Summary of the financial services exodus to date:
Goldman Sachs, JPMorgan, Morgan Stanley, and Citigroup – each a US banking giant - have because of Brexit moved 250 billion euros ($283 billion) of balance-sheet assets between them to Frankfurt.
Bank of America is spending $400 million to move staff and operations in anticipation of Brexit - and is trying to persuade London staff to move to Paris.
Barclays has permission to shift assets worth £166 billion ($216 billion) to its Irish division. Barclays is set to become Ireland's biggest bank.
BNP Paribas, Credit Agricole, and Societe-Generale have opted to transfer 500 staff out of London to Paris.
UBS has chosen German financial centre Frankfurt for its new EU headquarters.
Credit Suisse is moving 250 jobs to Germany, Madrid, and Luxembourg; and $200 million from its market division to Germany. In December Credit Suisse told its wealthiest clients to “hurry” and move their money out of the UK before Brexit.
Deutsche Bank is also considering shifting large volumes of assets to Frankfurt as part of its Brexit plan.
HSBC - Europe's biggest bank - has shifted ownership of many of its European subsidiaries from its London-based entity to its French unit.

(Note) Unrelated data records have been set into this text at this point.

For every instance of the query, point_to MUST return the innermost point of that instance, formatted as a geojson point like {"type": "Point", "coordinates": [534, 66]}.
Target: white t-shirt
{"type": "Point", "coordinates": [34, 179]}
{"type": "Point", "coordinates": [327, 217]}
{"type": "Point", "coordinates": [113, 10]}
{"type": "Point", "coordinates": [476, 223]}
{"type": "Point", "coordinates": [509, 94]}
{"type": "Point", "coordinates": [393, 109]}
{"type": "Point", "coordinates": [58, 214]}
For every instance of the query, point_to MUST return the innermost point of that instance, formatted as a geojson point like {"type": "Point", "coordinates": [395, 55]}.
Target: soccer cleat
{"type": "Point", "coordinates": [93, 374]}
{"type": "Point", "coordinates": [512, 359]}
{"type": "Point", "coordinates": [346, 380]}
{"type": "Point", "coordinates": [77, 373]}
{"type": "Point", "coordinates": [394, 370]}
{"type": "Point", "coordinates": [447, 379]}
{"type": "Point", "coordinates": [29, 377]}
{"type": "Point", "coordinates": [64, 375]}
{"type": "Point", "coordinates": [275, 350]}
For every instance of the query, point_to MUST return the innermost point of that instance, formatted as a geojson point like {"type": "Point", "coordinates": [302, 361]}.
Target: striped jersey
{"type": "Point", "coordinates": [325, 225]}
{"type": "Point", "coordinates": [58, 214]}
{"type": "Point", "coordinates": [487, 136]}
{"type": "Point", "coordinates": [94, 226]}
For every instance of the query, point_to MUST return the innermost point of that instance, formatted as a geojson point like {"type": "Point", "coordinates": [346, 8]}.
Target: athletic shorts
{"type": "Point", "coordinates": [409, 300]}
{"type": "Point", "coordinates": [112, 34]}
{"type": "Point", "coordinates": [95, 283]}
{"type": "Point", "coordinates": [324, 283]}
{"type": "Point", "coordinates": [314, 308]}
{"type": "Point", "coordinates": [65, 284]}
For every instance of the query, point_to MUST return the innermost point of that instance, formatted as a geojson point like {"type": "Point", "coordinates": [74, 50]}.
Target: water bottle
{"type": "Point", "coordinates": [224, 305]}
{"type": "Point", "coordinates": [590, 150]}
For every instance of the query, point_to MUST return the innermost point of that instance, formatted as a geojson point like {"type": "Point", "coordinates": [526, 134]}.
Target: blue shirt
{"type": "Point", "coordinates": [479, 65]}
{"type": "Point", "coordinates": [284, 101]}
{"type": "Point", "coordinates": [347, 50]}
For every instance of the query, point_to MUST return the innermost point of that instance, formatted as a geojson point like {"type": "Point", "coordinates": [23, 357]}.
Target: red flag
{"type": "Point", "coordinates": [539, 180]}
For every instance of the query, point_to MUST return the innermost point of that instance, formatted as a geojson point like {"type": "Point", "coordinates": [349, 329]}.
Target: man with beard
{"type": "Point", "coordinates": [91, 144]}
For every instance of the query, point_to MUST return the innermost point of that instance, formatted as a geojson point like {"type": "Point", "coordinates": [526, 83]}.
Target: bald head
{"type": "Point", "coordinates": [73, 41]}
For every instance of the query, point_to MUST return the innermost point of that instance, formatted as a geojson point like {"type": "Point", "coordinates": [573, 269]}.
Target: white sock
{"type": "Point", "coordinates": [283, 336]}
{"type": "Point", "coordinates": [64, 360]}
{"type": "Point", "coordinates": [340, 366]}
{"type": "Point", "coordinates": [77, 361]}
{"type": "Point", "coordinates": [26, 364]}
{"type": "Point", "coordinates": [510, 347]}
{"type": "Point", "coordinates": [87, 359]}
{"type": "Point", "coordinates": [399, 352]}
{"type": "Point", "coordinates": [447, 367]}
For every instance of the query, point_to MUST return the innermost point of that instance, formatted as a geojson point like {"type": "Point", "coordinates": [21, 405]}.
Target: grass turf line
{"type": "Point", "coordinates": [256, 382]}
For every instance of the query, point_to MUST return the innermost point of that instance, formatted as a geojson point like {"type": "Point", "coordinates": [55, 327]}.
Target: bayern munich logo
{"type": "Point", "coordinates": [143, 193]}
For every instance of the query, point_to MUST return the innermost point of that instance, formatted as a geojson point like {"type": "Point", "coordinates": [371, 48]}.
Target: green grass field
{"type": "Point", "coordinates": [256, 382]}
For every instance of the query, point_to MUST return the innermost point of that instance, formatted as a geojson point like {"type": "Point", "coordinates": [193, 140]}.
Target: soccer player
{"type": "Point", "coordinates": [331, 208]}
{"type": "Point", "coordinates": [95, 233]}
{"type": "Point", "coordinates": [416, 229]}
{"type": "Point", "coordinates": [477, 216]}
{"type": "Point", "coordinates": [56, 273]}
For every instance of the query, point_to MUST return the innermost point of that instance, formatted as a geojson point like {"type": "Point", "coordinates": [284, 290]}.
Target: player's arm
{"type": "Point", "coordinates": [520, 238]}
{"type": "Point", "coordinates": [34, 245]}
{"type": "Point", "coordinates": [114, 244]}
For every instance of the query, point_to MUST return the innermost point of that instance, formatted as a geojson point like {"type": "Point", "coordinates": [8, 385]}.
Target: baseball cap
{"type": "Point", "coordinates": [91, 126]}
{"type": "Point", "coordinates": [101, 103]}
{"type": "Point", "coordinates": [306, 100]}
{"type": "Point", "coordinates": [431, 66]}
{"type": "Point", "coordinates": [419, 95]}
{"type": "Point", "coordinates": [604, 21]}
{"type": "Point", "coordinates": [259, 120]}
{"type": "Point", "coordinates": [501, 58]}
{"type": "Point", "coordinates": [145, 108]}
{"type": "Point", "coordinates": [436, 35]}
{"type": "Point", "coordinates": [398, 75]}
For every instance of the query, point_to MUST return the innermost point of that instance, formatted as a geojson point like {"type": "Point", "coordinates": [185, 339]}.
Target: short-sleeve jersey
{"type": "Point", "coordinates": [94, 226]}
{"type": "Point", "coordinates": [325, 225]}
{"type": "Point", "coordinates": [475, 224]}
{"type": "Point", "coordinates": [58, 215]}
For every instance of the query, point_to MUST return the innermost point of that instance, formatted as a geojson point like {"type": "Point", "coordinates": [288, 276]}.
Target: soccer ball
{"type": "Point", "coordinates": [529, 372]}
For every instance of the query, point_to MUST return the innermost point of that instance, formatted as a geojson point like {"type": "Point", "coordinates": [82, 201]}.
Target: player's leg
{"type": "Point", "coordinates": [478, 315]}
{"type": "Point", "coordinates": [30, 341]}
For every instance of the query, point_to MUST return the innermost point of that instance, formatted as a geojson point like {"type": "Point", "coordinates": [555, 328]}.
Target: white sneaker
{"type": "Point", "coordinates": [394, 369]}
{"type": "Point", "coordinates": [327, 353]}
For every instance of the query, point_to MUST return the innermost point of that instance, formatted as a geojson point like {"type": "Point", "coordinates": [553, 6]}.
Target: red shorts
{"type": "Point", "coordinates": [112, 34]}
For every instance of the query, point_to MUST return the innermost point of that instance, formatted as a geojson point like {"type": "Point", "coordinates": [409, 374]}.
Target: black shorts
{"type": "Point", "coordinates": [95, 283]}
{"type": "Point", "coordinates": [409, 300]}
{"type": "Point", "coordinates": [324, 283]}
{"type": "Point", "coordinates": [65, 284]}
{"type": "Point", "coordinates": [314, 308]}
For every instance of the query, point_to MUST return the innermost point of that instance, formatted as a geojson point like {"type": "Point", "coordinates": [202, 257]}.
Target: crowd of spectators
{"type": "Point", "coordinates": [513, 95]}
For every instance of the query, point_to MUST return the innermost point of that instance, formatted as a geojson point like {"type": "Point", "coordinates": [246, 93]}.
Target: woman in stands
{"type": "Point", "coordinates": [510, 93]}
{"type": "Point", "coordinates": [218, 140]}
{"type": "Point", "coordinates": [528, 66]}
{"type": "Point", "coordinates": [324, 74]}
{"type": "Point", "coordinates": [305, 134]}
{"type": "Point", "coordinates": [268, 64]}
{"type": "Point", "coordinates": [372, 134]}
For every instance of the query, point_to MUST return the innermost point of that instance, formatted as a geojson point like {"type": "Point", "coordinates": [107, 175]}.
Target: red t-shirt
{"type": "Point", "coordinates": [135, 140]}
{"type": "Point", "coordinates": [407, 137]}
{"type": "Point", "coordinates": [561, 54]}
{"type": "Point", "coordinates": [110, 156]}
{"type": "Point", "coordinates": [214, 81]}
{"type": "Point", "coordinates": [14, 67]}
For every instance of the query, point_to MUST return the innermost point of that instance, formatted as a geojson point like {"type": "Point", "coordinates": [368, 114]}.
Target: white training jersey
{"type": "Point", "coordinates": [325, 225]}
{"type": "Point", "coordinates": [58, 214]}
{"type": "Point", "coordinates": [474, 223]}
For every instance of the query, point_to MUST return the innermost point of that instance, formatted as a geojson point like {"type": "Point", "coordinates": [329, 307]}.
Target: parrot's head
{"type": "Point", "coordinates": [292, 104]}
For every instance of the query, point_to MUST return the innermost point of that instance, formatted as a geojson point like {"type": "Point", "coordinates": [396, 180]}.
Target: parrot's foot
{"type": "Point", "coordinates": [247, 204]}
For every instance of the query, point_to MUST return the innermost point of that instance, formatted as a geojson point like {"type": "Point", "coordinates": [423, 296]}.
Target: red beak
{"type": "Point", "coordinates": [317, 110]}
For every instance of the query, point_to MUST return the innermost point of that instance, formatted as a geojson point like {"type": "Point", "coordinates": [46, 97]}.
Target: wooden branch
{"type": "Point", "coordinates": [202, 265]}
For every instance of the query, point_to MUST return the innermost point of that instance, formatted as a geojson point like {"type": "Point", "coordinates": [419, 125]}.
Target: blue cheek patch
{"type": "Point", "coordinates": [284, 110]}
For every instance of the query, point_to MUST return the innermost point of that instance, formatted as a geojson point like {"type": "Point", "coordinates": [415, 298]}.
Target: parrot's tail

Commonwealth Bank of Australia - Australia's largest bank by assets has set in motion plans to base around 50 staff in Amsterdam - and has applied for a banking licence in the Netherlands.
Australian lenders: Macquarie, Westpac, and ANZ - are in talks to move operations to Dublin and continental Europe.
BrokerTec - Europe's biggest ‘repo’ trading venue is moving to Amsterdam from London – meaning that $240 billion a day repo business is leaving the UK.
Over 100 UK-based ‘asset managers’ and funds have applied to the Irish central bank for authorization in Ireland.
According to the latest statistics from the House of Commons Library: the financial services sector employed 1.1 million people in the UK in 2017 - and contributed £119bn to the UK economy, or 6.5% of total economic output.
EY - the accountancy and consulting firm – published the results of a survey indicating that 7,000 jobs could leave London:
Staff moves are already underway at large investment banks.
Goldman Sachs, which eventually plans to move 700 jobs to Europe because of Brexit, has shifted around 80 bankers to the continent as part of a broader push in region, while up to 20 fixed income sales staff have been relocated to Paris.
Morgan Stanley plans to have 50 bankers in Frankfurt as part of initial relocations
Deutsche Bank, BNP Paribas, Credit Agricole, Societe Generale and UBS have all asked staff to move.